Einsatz am Manaslu – Schweizer Bergretter im Himalaja

Donnerstag, 12. Mai 2011, Lukla, Everestregion

Seit drei Wochen bin ich nun schon in Nepal. Ich vermisse mein kleines Schweizer Bergdorf am Fuße des Matterhorns, das ich in den letzten zwei Jahren immer wieder verlassen habe, um hier im gewaltigen Himalaja Rettungseinsätze zu fliegen – und anderen das Fliegen und Retten beizubringen. Der Aufbau einer Rettungsstation in Nepal ist für mich aber nicht nur ein Projekt, es ist eine Herzensangelegenheit. Ebenso wie das Fliegen selbst …

Die Beauty Shots für die Dokumentation des Schweizer Fernsehens über unser Nepal-Projekt sind endlich im Kasten. Eine spezielle, vibrationsfreie Cineflex-Kamera, die an der vorderen Unterseite des Helikopters montiert wurde, sowie eine Begleitperson und mehr als 100 Kilogramm Technik an Bord haben das Steuern in diesen Höhen zu einer Zerreißprobe werden lassen. Das Triebwerk gelangte an seine Leistungsgrenze – und wir an den Rand der Verzweiflung. Schon seit über zwei Jahren begleitet und dokumentiert das TV-Team unsere Arbeit im Himalaja.

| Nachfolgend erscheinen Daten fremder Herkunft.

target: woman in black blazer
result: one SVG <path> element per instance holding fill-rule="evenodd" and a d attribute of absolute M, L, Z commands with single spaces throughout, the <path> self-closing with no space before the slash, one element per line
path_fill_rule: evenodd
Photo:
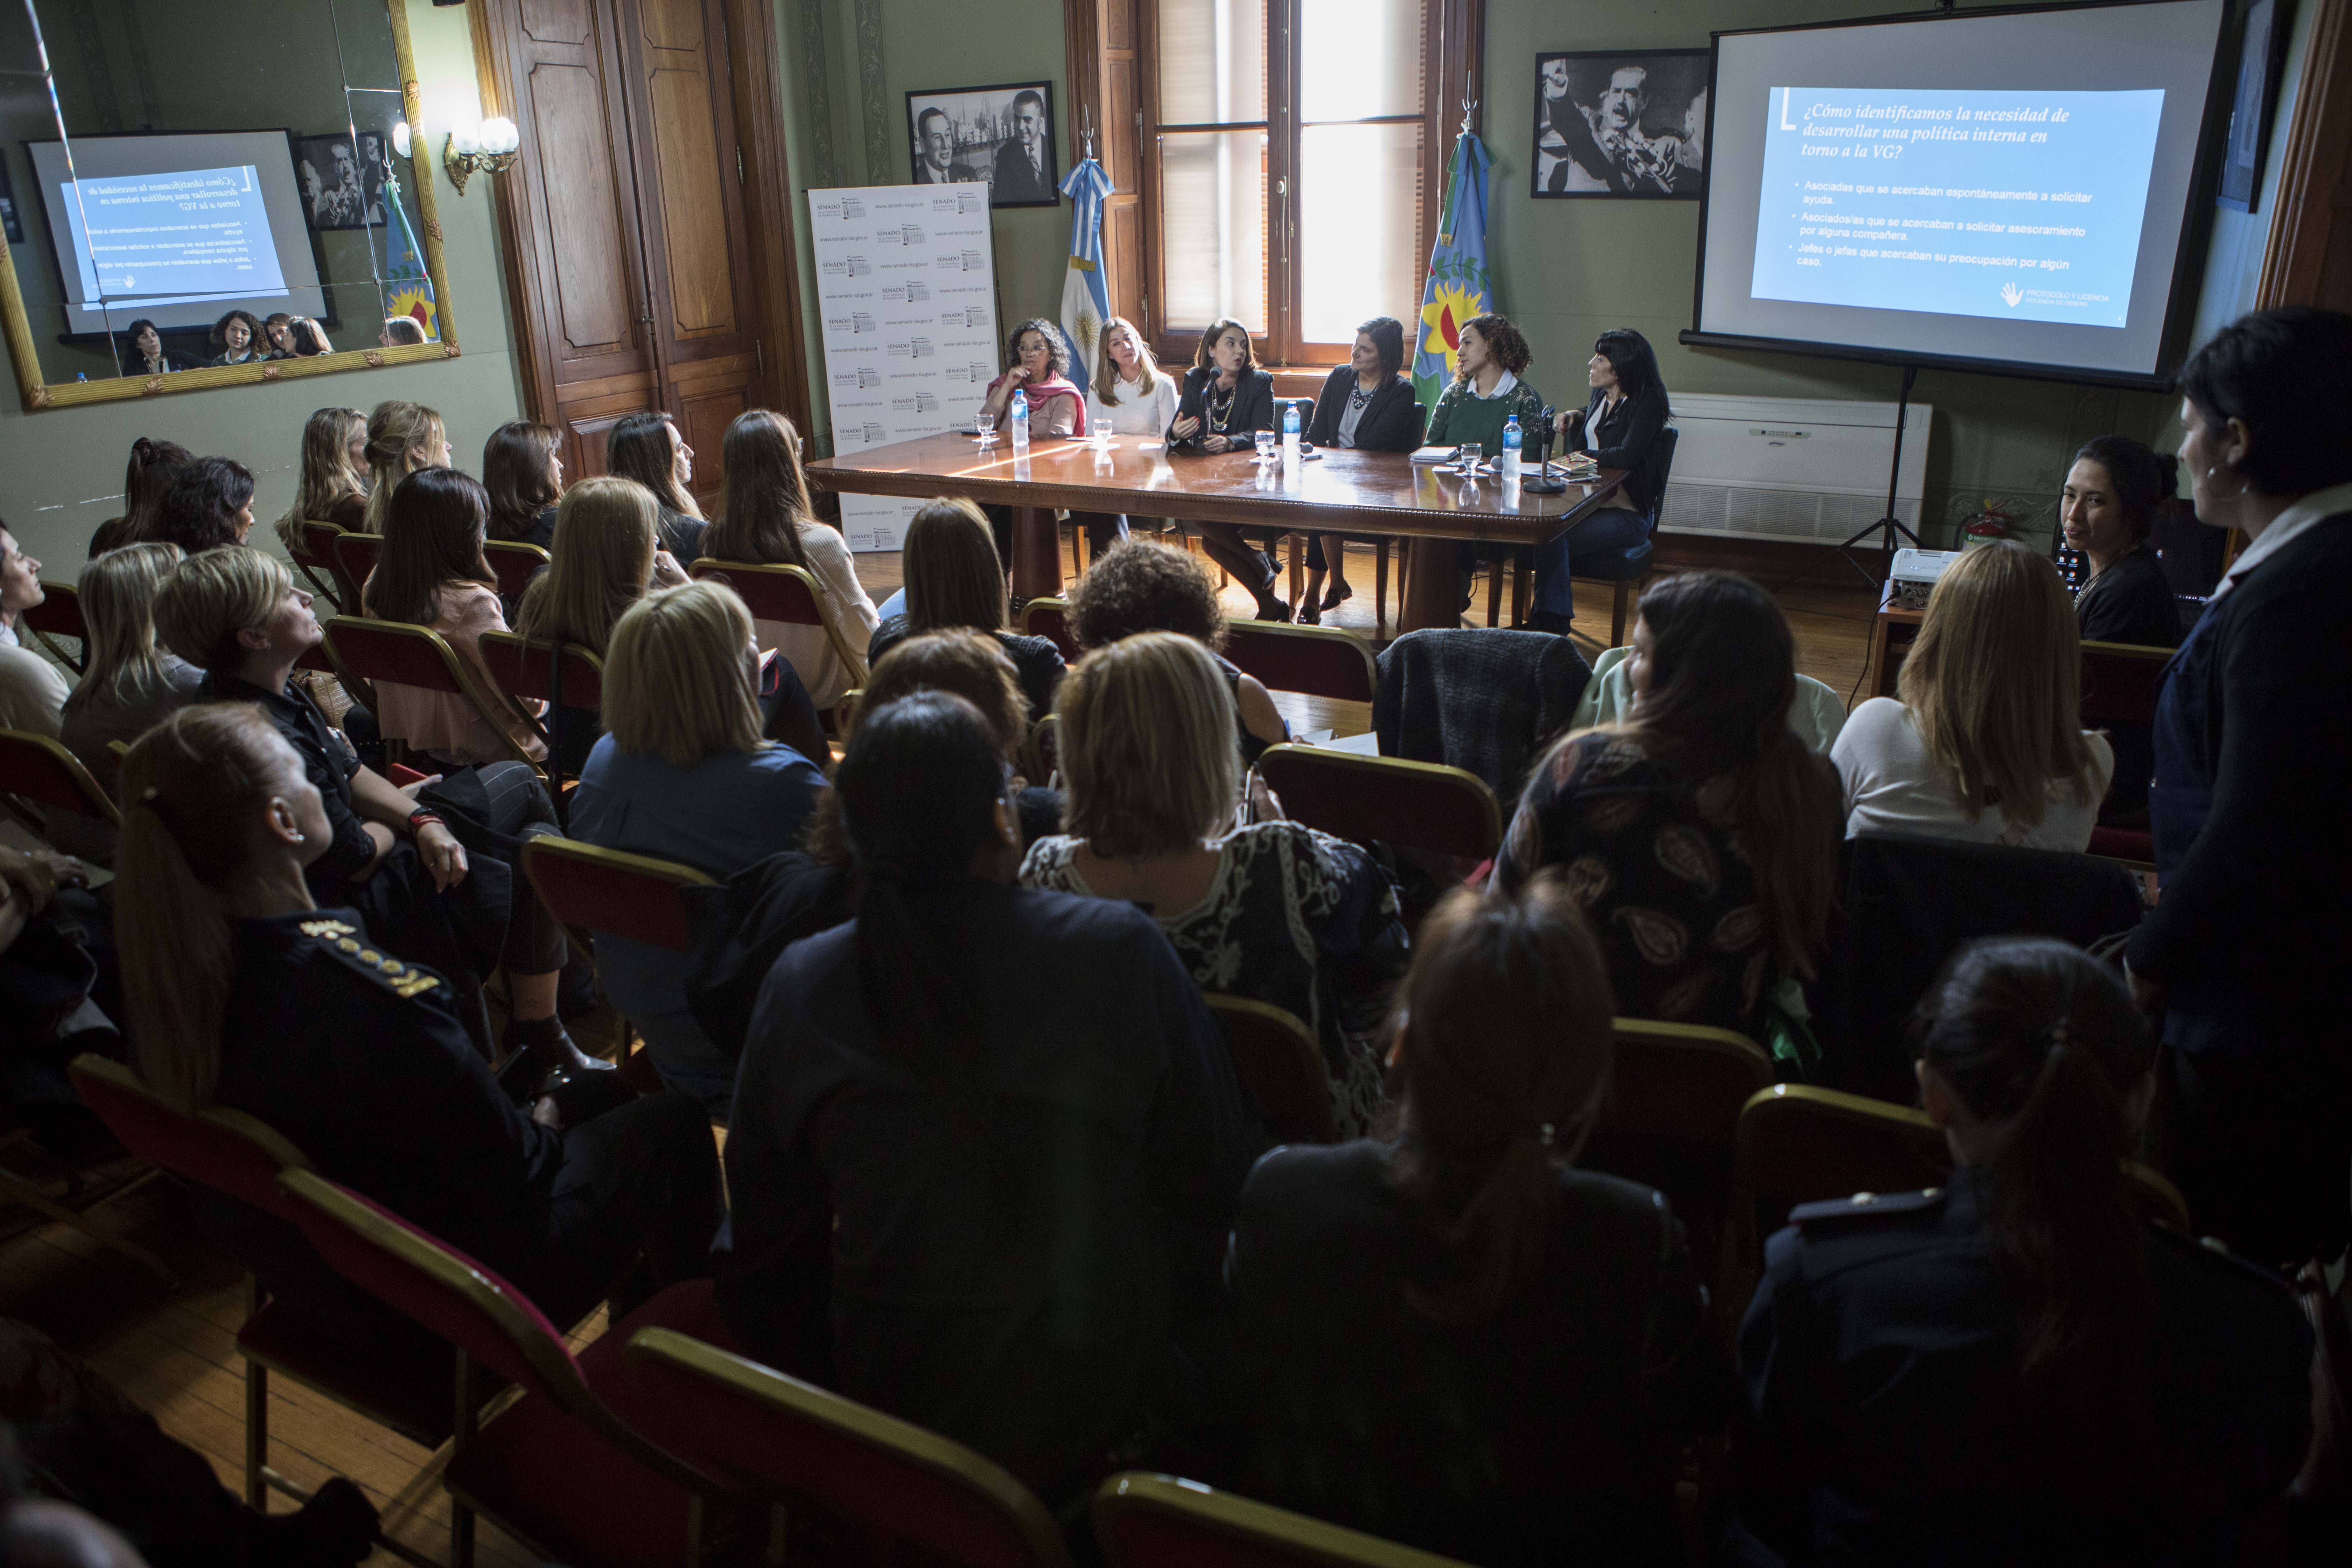
<path fill-rule="evenodd" d="M 1334 370 L 1315 399 L 1307 439 L 1318 447 L 1348 447 L 1360 452 L 1410 452 L 1421 445 L 1428 411 L 1413 400 L 1404 369 L 1404 324 L 1394 316 L 1374 316 L 1356 329 L 1355 352 Z M 1323 592 L 1326 565 L 1331 591 Z M 1307 596 L 1299 601 L 1302 626 L 1315 626 L 1323 612 L 1354 597 L 1348 585 L 1348 549 L 1336 533 L 1318 533 L 1307 550 Z"/>
<path fill-rule="evenodd" d="M 1658 435 L 1673 413 L 1666 406 L 1658 356 L 1650 340 L 1631 327 L 1601 334 L 1591 359 L 1585 362 L 1585 374 L 1592 384 L 1592 398 L 1582 408 L 1560 412 L 1560 450 L 1590 452 L 1604 468 L 1627 470 L 1625 487 L 1618 492 L 1624 504 L 1604 507 L 1549 543 L 1536 546 L 1536 608 L 1528 625 L 1561 636 L 1576 619 L 1576 592 L 1569 579 L 1571 558 L 1630 550 L 1650 537 L 1664 479 L 1658 471 Z"/>
<path fill-rule="evenodd" d="M 1184 388 L 1168 426 L 1171 452 L 1247 451 L 1257 433 L 1275 428 L 1274 377 L 1258 369 L 1249 329 L 1223 321 L 1201 334 L 1200 352 L 1184 373 Z M 1193 524 L 1209 559 L 1241 580 L 1257 600 L 1257 618 L 1286 621 L 1290 606 L 1275 597 L 1274 557 L 1244 539 L 1230 522 Z"/>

In den letzten Tagen aber war der Druck auf die gesamte Mannschaft noch einmal enorm gestiegen, denn alles hing plötzlich von diesen einmaligen Aufnahmen rund um den Everest ab. Warum bloß hatte ich dem Produzenten und Regisseur Frank Senn versprochen, ja regelrecht garantiert, die geforderten Aufnahmen – Everest, Basecamp, Ama Dablam, das Kloster von Tengboche, der Cho La-Pass, Berge und Gletscher – zu liefern, obwohl uns der leistungsstärkere Heli AS 350 B3 nicht zur Verfügung stand? Nun war ich auf den schwachen B2 angewiesen.

Vergangene Nacht in der Himalaja Lodge habe ich deshalb kein Auge zugetan, während mein Projektpartner, der weltbekannte Bergretter Bruno Jelk, neben mir in seinen ebenfalls weltbekannten komatösen Schlaf fiel. Etwas beunruhigt schlich ich mich ganz nah an sein Bett, hörte seinen gleichmäßigen Atem und stellte erleichtert fest: Gott sei Dank, er lebt! Aber wie konnte dieser Mann einfach so die Augen schließen und einschlafen? Egal, wo wir waren und welches Problem uns beschäftigte: ­Sobald es Zeit war zu schlafen, schloss Bruno die Augen und schlief. Im Gegensatz zu mir …

Am Morgen waren die Probleme zwar immer noch da, und der Flug wurde wahrlich kein Spaziergang – aber dank der hochmodernen Kamera gelingen sagenhafte Aufnahmen. Augenblicklich weicht aller Druck von uns. Als uns plötzlich ein Notruf vom Manaslu, dem achthöchsten Berg der Welt (8163 Meter), erreicht: Der Sherpa einer französischen Expedition ist beim Abstieg vom Gipfel zu früh abgebogen und nun im Nebel, irgendwo zwischen Camp 4 und Camp 3, in einer steilen Bergflanke blockiert. Via Satellitentelefon hat er seinem Bruder in Kathmandu mitgeteilt, die Gäste würden ihm folgen, aber er habe sie aus den Augen verloren; auch sei er inzwischen schneeblind. Dringend brauche er etwas zu essen und zu trinken. Sein Kollege sei ohne Gäste unterwegs und bereits zum Camp 3 abgestiegen …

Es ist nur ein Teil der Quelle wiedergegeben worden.